3. Flexible access patterns

Discovery maps the shape; this page writes the access code that doesn't care which shape arrives. One access layer handles direct arrays, wrapped collections, and single objects, preserves pagination metadata, tolerates alternative field names, and powers the vendor-orders normalizer you'll build at the end of the chapter.

Step 1: normalize any collection shape

The first utility handles the most common variation -- where the actual data lives. Some APIs return arrays directly. Others wrap arrays under keys like items, results, or data. Single-item endpoints often return an unwrapped object. Your code should not need to know which pattern each API uses.

The function below inspects the response type and structure, then returns a list regardless of the input shape. Direct arrays pass through unchanged. Wrapped collections get unwrapped. Single objects become one-item lists. After this, the rest of your code can always expect a list. Save it as normalize_collection.py:

normalize_collection.py
from typing import Any, List, Optional

COMMON_COLLECTION_KEYS = ["items", "results", "data", "content", "entries", "records"]

def normalize_collection(
    api_response: Any,
    container_hints: Optional[List[str]] = None,
) -> List[Any]:
    """
    Return a list of items regardless of response shape:
    - list          -> itself
    - dict+wrapper  -> wrapper list
    - dict (single) -> [dict]
    - other         -> []
    """
    # Direct array: pass through
    if isinstance(api_response, list):
        return api_response

    # Not a dict: can't extract anything
    if not isinstance(api_response, dict):
        return []

    # Check for common wrapper keys
    keys = (container_hints or []) + COMMON_COLLECTION_KEYS
    for key in keys:
        val = api_response.get(key)
        if isinstance(val, list):
            return val

    # No wrapper found: treat dict as single item
    return [api_response]

The container_hints parameter lets you handle domain-specific wrappers without modifying the function. If an API uses products or repositories instead of the common patterns, pass them as hints. You'll keep this function in your toolkit and reach for it again and again -- each new API you integrate is a chance to add another wrapper convention to your hints list.

Step 2: extract items and preserve metadata

The normalizer above solves one problem but creates another: it discards everything except the items. Real APIs include valuable metadata -- pagination cursors, total counts, page information -- that downstream code often needs. APIs signal "more data available" in several ways:

  • Page numbers: ?page=2 (like book pages)
  • Cursors: opaque tokens like "cursor": "eyJwYWdlIjoyfQ=="
  • Next URLs: direct links like "/search?q=python&page=2"
  • Offset/limit: ?offset=20&limit=20 (skip 20, get next 20)

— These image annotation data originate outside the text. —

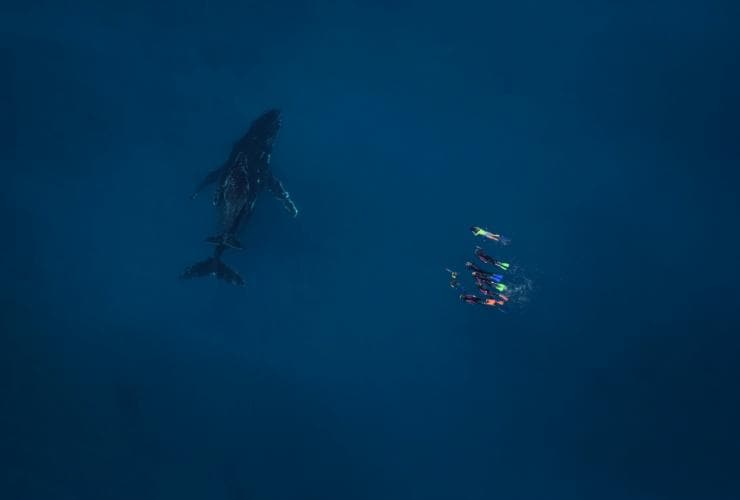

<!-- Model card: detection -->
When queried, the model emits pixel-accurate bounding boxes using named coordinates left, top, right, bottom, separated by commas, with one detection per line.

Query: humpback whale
left=180, top=109, right=298, bottom=286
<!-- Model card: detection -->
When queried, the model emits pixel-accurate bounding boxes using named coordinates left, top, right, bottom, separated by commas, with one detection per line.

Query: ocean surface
left=0, top=0, right=740, bottom=500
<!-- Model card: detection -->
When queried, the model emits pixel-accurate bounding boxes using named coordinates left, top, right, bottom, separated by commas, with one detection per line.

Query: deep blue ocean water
left=0, top=0, right=740, bottom=500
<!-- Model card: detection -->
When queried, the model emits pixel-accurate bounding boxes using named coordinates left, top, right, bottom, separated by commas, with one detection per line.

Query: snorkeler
left=460, top=293, right=483, bottom=304
left=474, top=247, right=509, bottom=274
left=470, top=226, right=511, bottom=245
left=483, top=299, right=506, bottom=307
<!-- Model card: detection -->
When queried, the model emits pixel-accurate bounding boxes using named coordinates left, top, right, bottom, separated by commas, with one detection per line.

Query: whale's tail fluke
left=180, top=256, right=244, bottom=286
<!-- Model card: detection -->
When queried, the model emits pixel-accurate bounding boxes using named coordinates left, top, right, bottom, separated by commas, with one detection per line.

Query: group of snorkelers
left=447, top=226, right=509, bottom=307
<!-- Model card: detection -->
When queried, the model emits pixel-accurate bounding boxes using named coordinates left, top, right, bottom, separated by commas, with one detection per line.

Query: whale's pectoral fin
left=190, top=167, right=224, bottom=199
left=266, top=175, right=298, bottom=217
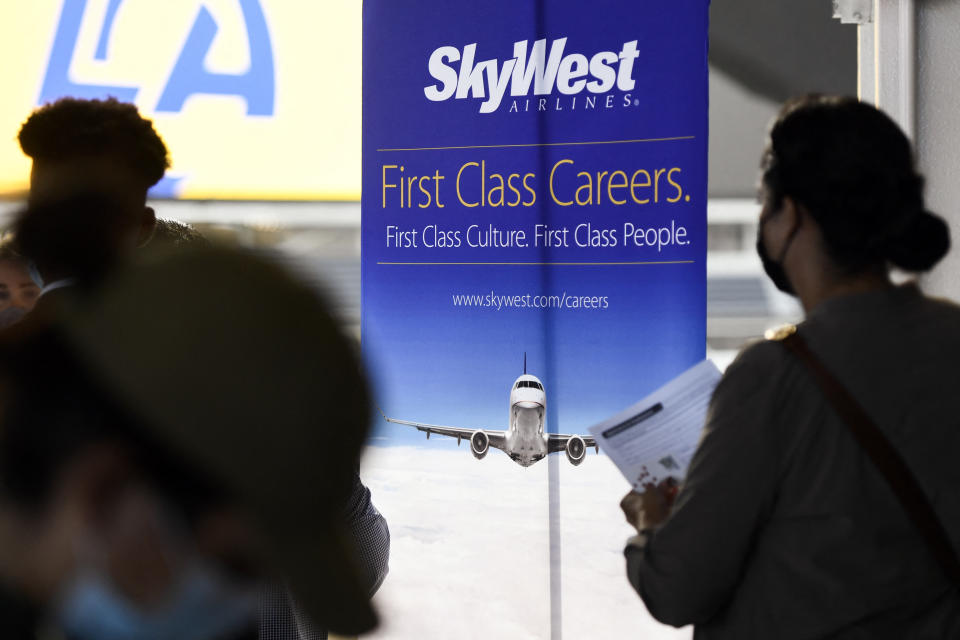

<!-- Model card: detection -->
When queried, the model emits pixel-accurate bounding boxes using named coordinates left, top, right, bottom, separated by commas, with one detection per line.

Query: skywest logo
left=423, top=38, right=640, bottom=113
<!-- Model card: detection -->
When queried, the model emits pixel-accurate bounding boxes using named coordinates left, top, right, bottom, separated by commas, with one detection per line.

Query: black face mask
left=757, top=218, right=797, bottom=296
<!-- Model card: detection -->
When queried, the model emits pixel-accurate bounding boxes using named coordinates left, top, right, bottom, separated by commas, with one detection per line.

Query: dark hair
left=0, top=329, right=228, bottom=519
left=13, top=193, right=131, bottom=285
left=762, top=95, right=950, bottom=272
left=19, top=98, right=170, bottom=188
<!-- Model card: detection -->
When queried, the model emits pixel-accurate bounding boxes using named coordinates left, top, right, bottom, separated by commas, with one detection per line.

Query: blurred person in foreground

The enhanced helper below does two jobs. It normalizes the collection structure (like the previous function) and captures everything else as metadata. It also recognises the common pagination patterns and collapses them into a single next_token field, so downstream code doesn't need to know which style an API uses. Save it as extract_items_and_meta.py:

extract_items_and_meta.py
from typing import Any, Dict, List, Tuple, Optional
from normalize_collection import COMMON_COLLECTION_KEYS

def extract_items_and_meta(
    api_response: Any,
    container_hints: Optional[List[str]] = None,
) -> Tuple[List[Any], Dict[str, Any]]:
    """
    Return (items, metadata) and normalize pagination signals to:
      meta.next_token  (cursor or next URL)
      meta.total       (total results if present)
      meta.page_info   (page/per_page if present)
    """
    meta: Dict[str, Any] = {}

    # Direct list: no metadata
    if isinstance(api_response, list):
        return api_response, meta

    # Not a dict: can't extract anything
    if not isinstance(api_response, dict):
        return [], meta

    # Find the collection container
    keys = (container_hints or []) + COMMON_COLLECTION_KEYS
    container_key = None
    for key in keys:
        if key in api_response and isinstance(api_response[key], list):
            container_key = key
            break

    # Extract items and separate metadata
    if container_key:
        items = api_response[container_key]
        # Everything else is metadata
        meta = {k: v for k, v in api_response.items() if k != container_key}
    else:
        # Single object response
        items = [api_response]
        meta = {}

    # Normalize pagination signals into common format
    meta_obj = meta.get("meta") if isinstance(meta.get("meta"), dict) else {}

    # Cursor-style pagination
    next_token = (
        meta_obj.get("cursor")
        or meta.get("cursor")
        or None
    )

    # URL-style pagination
    if not next_token:
        links = meta.get("links") if isinstance(meta.get("links"), dict) else {}
        next_token = meta.get("nextPage") or links.get("next") or None

    # Count and page information
    total = meta.get("total") or meta.get("total_count") or meta_obj.get("total") or None
    page = meta.get("page") or meta_obj.get("page")
    per_page = meta.get("per_page") or meta_obj.get("per_page")
    page_info = {"page": page, "per_page": per_page} if (page or per_page) else None

    meta_norm = {"next_token": next_token, "total": total, "page_info": page_info}
    return items, {**meta, **meta_norm}

Whether an API uses cursors, page numbers, or next-URL links, callers of extract_items_and_meta() always get a next_token field to check for more data. The original provider-specific keys stay in meta too, so you still have everything if you need to inspect it. One pagination convention this helper does not cover: HTTP Link headers (used by GitHub's search endpoint and others). Those signals live outside the JSON body, so the helper can't see them; if you hit a header-paginated API, you'll need to parse response.headers["Link"] separately and feed the cursor or URL back in.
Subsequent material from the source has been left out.